Gradually, the foundation learned that even when it comes to the most purely scientific innovations, it helps to understand the local context of where the innovations are to be used. As a result, the foundation started looking specifically for ideas from innovators in developing countries (including, as of this writing, 380 from about 30 African countries). Eventually, it started forming partnerships with scientific institutions in other countries, including Brazil, China, and India.

Meanwhile, as the Gates Foundation was refining its approach, the African Academy of Sciences (AAS) was celebrating almost 30 years of doing something very similar. As AAS fellows, hundreds of top scientists from across the continent and across disciplines had turned the AAS into a hub of thinking about innovation. The AAS and its fellows advocated a science-led development agenda for Africa; as a way to further this agenda, and with help from the Bill & Melinda Gates Foundation, the Wellcome Trust, the UK Department for International Development, and NEPAD, they created AESA last year to manage several programs designed to build scientific and technical capacity in Africa.

Bring these two stories together, and what you get is Grand Challenges Africa, which is now also receiving support from Grand Challenges Canada and the United States Agency for International Development. At Grand Challenges Africa, we believe in two things. First, we believe that innovation - ambitious problem-solving that crosses the traditional boundaries of hard and social science in creative ways - is essential to improving people’s health and well-being around the world. Second, we believe that the best way to make life better for Africans is to support great ideas from African innovators.

Most attendees at the inaugural meeting of Grand Challenges Africa were Africans who'd received grants from the Gates Foundation through its Grand Challenges program. It was an impressive group. To name just three: a parasitologist working on a new malaria diagnostic that doesn't require electricity or a microscope, an AIDS researcher who started a pioneering school-based nutrition program in hard-hit areas, and a microbiologist using photography to help Rwandan women farmers build self-confidence and develop leadership skills.

Soon, Grand Challenges Africa will start the process of determining its unique priorities and making new grants to African innovators. Over time, what will emerge is not just successful innovations but a community of innovators dedicating their careers to innovating for impact. Through the other Grand Challenges programs, this African community of innovators will be linked to similar communities from around the world. We can't think of another global network dedicating to spreading ideas about how to help the poor in quite the same way.

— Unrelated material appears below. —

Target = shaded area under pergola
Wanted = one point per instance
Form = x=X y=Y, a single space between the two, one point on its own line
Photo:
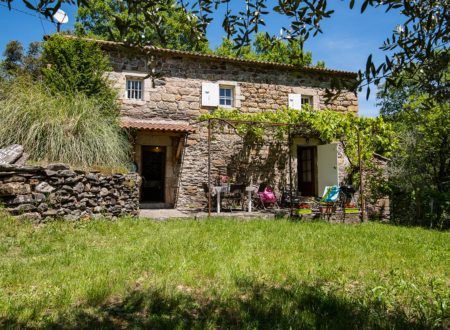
x=292 y=130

We saw the power of this community at last week's conference when we ran a workshop designed to identify key areas of need and start a debate about strategies for addressing them. Essentially, we were crowd-sourcing a development agenda from hundreds of African leaders, and the insights we gained from those dialogues will drive our grantmaking priorities over the next few years.

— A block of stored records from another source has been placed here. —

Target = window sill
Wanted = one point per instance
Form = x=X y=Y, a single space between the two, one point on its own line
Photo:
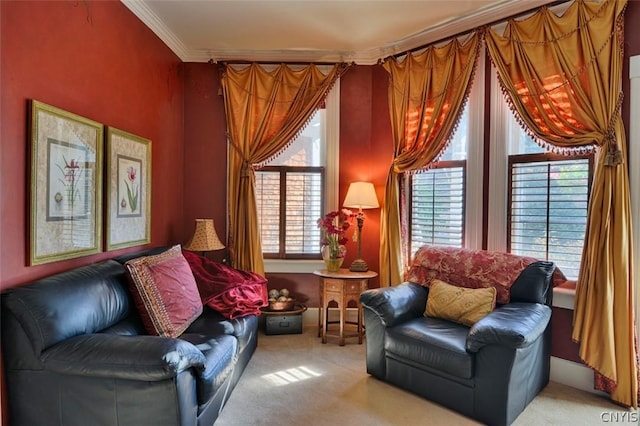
x=279 y=266
x=564 y=295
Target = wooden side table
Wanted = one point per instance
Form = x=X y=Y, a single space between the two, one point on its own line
x=342 y=287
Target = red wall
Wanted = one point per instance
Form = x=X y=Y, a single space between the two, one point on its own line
x=205 y=142
x=95 y=59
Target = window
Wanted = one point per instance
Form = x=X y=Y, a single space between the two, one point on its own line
x=547 y=205
x=290 y=196
x=437 y=196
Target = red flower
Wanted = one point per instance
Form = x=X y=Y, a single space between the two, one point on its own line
x=131 y=174
x=334 y=225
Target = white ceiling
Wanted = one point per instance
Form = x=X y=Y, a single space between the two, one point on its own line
x=360 y=31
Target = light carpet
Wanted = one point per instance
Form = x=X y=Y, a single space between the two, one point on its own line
x=296 y=380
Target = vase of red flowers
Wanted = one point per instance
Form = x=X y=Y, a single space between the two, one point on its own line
x=334 y=226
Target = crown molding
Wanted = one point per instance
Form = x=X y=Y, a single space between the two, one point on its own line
x=151 y=20
x=488 y=15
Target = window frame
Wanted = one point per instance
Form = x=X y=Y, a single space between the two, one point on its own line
x=283 y=171
x=332 y=174
x=444 y=164
x=542 y=157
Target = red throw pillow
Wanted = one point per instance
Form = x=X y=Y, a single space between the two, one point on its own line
x=165 y=292
x=232 y=292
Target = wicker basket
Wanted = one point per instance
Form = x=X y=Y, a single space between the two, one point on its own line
x=281 y=306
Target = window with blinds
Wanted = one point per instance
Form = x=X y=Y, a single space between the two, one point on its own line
x=437 y=199
x=547 y=212
x=289 y=202
x=290 y=195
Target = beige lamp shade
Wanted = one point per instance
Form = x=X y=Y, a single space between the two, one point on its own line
x=361 y=195
x=205 y=237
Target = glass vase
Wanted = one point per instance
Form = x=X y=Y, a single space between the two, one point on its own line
x=333 y=258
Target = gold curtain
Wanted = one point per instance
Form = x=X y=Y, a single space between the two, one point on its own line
x=427 y=92
x=265 y=110
x=562 y=76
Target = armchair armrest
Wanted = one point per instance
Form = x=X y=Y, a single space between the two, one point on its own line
x=396 y=304
x=147 y=358
x=515 y=325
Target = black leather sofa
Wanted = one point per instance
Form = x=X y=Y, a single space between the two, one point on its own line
x=76 y=353
x=490 y=371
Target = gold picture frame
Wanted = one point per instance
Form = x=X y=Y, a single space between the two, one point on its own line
x=66 y=184
x=128 y=189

Our hope is that Grand Challenges Africa helps African scientists not only do great work but also advocate for more funding. AESA is creating the eMarketplace to link grantees to potential funders, but there is a larger challenge: building up African science so that it’s able to deliver the solutions the continent needs. Less than one-half of one percent of global R&D funding goes to Africans. The ratio of African scientists and engineers in the population is at least 20 times lower than in industrialized countries. It's simple: without the funding and without experts, African science cannot realize its full potential to change the continent.

But the innovators in Nairobi last week are a positive leading indicator. The research budgets may not be there yet. The science scholarships may not be there. But the brilliance and ingenuity and passion are, and they are there in abundance. With a little support, that brilliance and ingenuity and passion will take flight, and Africans will change the world.